The Conditional Probability Formula, for instance, is used to find the likelihood of event A happening given that event B has happened. It is expressed as:\[P(A | B) = \frac{P(A \cap B)}{P(B)}\]
In simpler terms, we calculate the intersection of events A and B (both events happening together) and divide it by the probability of event B occurring. Applying this to our exercise, we aim to find P(A | B'), the probability of the baby surviving when there is no C section. This requires understanding and calculating the individual probabilities before using the formula.

Bayes' Theorem is a concept in probability that helps us update our beliefs about the probability of a hypothesis based on new evidence. Although not explicitly required in the exercise, Bayes' Theorem provides a framework for understanding conditional probabilities.
It states:\[P(B | A) = \frac{P(A | B) \cdot P(B)}{P(A)}\]
This formula allows us to find the probability of event B given that event A has happened, using the probability of A given B, the probability of B, and the probability of A. While solving the given exercise does not demand Bayes' Theorem directly, the comprehension of how probabilities update with new information enriches our understanding of conditional probability.

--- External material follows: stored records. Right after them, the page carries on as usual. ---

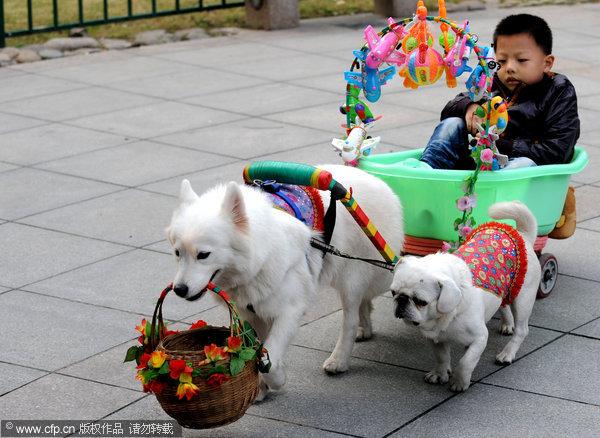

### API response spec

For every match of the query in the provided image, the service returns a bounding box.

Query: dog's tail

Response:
[488,201,537,244]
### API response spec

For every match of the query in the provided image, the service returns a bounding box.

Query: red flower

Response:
[198,344,229,366]
[136,353,150,370]
[206,373,230,388]
[150,380,168,394]
[224,336,242,353]
[189,320,207,330]
[176,381,199,400]
[168,359,188,379]
[163,328,179,337]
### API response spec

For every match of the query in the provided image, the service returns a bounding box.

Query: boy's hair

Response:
[493,14,553,55]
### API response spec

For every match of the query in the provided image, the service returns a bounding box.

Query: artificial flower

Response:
[176,381,199,401]
[189,320,208,330]
[480,148,494,163]
[206,373,230,388]
[168,359,188,379]
[149,379,167,394]
[136,353,150,370]
[199,344,229,365]
[225,336,242,353]
[149,350,167,369]
[457,194,477,212]
[441,241,452,252]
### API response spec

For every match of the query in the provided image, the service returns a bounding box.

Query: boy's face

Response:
[495,32,554,92]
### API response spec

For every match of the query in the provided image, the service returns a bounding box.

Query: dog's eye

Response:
[174,249,180,258]
[413,298,428,307]
[196,251,210,260]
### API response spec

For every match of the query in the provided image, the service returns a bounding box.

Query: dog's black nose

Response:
[173,284,188,297]
[394,294,408,319]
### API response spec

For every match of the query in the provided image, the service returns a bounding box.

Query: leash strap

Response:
[310,238,396,272]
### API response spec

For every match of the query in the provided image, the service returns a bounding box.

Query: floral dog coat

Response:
[453,222,528,307]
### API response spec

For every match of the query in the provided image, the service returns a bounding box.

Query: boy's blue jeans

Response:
[419,117,536,170]
[419,118,476,170]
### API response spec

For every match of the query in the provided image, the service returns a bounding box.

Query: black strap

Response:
[310,238,397,272]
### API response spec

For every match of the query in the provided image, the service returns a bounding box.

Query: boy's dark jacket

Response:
[440,72,580,165]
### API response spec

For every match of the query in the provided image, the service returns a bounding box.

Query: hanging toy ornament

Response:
[398,1,445,88]
[437,0,457,88]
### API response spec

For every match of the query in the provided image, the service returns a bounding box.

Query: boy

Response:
[419,14,580,170]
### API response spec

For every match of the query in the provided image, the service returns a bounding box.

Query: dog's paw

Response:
[424,369,450,385]
[323,356,349,375]
[449,377,470,392]
[355,326,372,342]
[255,380,270,402]
[495,350,515,365]
[498,323,514,336]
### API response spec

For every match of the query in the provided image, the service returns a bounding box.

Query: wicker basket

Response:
[149,284,260,429]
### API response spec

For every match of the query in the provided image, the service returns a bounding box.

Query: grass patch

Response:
[3,0,462,47]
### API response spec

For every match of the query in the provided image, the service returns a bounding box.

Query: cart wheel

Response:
[538,253,558,299]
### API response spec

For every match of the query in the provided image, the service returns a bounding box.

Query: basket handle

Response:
[149,283,242,351]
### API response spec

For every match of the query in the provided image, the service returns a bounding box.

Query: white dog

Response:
[390,201,541,392]
[165,164,404,399]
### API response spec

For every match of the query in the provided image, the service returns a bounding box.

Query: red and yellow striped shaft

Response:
[340,191,399,264]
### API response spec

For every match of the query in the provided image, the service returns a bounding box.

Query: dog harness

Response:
[453,222,528,307]
[257,181,325,232]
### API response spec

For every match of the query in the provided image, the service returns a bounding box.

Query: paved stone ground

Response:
[1,3,599,437]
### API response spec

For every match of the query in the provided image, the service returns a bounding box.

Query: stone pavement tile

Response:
[233,53,346,82]
[0,167,120,220]
[483,334,600,405]
[19,189,176,247]
[564,74,600,101]
[0,373,142,420]
[545,228,600,282]
[68,101,245,139]
[289,71,348,94]
[1,87,160,122]
[0,124,132,166]
[258,142,344,167]
[265,100,436,134]
[154,118,329,161]
[0,363,47,396]
[40,56,197,86]
[1,290,141,370]
[183,82,340,117]
[294,296,562,383]
[104,395,348,438]
[0,73,87,104]
[23,249,209,319]
[107,67,269,101]
[570,183,600,222]
[0,162,19,173]
[578,216,600,233]
[7,48,131,73]
[60,342,144,391]
[0,223,129,288]
[578,93,600,112]
[530,276,600,332]
[394,383,600,438]
[378,120,440,149]
[34,140,237,187]
[0,111,48,134]
[151,41,300,69]
[573,318,600,339]
[570,146,598,185]
[248,345,452,437]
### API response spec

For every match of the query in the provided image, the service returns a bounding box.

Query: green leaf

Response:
[124,346,141,363]
[229,356,245,376]
[158,361,170,374]
[238,348,257,361]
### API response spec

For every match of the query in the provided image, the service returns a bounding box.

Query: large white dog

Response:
[165,164,404,399]
[390,201,541,392]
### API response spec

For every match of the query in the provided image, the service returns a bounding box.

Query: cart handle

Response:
[243,161,348,200]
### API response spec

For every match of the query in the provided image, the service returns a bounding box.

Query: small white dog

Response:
[390,201,541,392]
[165,164,403,399]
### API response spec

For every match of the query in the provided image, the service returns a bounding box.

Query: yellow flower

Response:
[148,351,167,369]
[176,382,199,401]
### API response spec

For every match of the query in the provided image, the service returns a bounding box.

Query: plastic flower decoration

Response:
[124,287,271,400]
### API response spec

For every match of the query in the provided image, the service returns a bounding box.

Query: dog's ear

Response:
[436,277,462,314]
[222,182,249,232]
[179,179,198,205]
[164,226,174,246]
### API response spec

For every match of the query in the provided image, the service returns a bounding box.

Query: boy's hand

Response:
[465,103,483,135]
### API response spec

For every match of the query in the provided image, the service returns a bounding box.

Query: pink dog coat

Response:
[453,222,528,307]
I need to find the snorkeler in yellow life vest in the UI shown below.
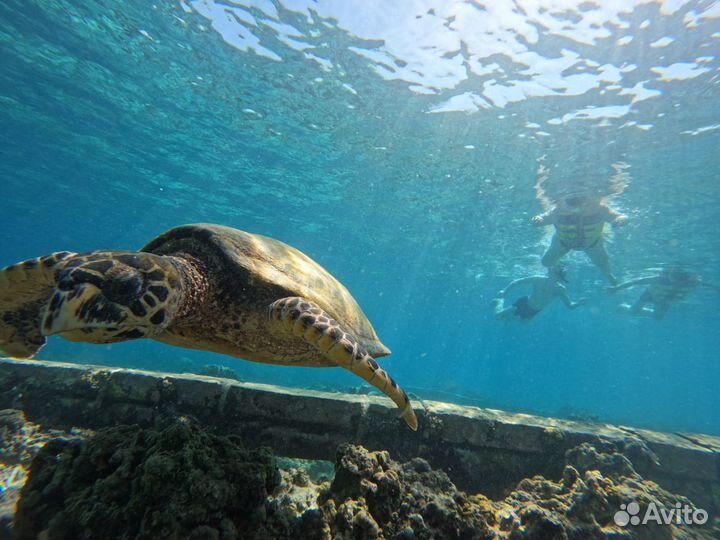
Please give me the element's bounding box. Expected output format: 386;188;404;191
532;194;627;285
608;267;719;320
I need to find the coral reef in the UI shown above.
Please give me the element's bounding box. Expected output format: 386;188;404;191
0;463;26;533
1;409;58;466
283;443;717;540
0;410;83;538
14;417;279;540
11;417;718;540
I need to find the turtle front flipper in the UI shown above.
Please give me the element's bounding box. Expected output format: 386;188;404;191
0;252;76;357
268;297;418;431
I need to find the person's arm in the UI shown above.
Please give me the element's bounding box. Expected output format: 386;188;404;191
531;210;554;226
498;277;538;297
606;276;657;293
604;204;628;226
557;286;587;309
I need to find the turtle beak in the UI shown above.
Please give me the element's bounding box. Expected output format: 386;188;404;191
42;284;126;336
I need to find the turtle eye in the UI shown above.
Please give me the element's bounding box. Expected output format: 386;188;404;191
101;272;143;305
57;272;75;291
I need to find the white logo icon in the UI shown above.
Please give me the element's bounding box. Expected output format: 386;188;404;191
613;501;708;527
614;502;641;526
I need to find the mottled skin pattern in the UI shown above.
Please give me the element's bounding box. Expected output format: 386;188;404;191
0;224;417;430
0;252;75;357
0;251;185;355
267;297;416;429
43;251;186;344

Probability distribution provides a comprehensive picture of all possible outcomes of a random variable and the likelihood of each outcome. It can be discrete, with specific values, or continuous for a range of values.
In real-world scenarios like baby deliveries, we often deal with discrete distributions since we have defined outcomes, such as survival versus non-survival. Calculating distributions involves:

• Listing all possible outcomes.
• Assigning and summing probabilities to ensure they add up to 1.
• Utilizing formulas and theorems to find specific probabilities.

Understanding probability distributions helps us visualize and handle uncertainties effectively, as seen in evaluating baby survival rates under different childbirth methods.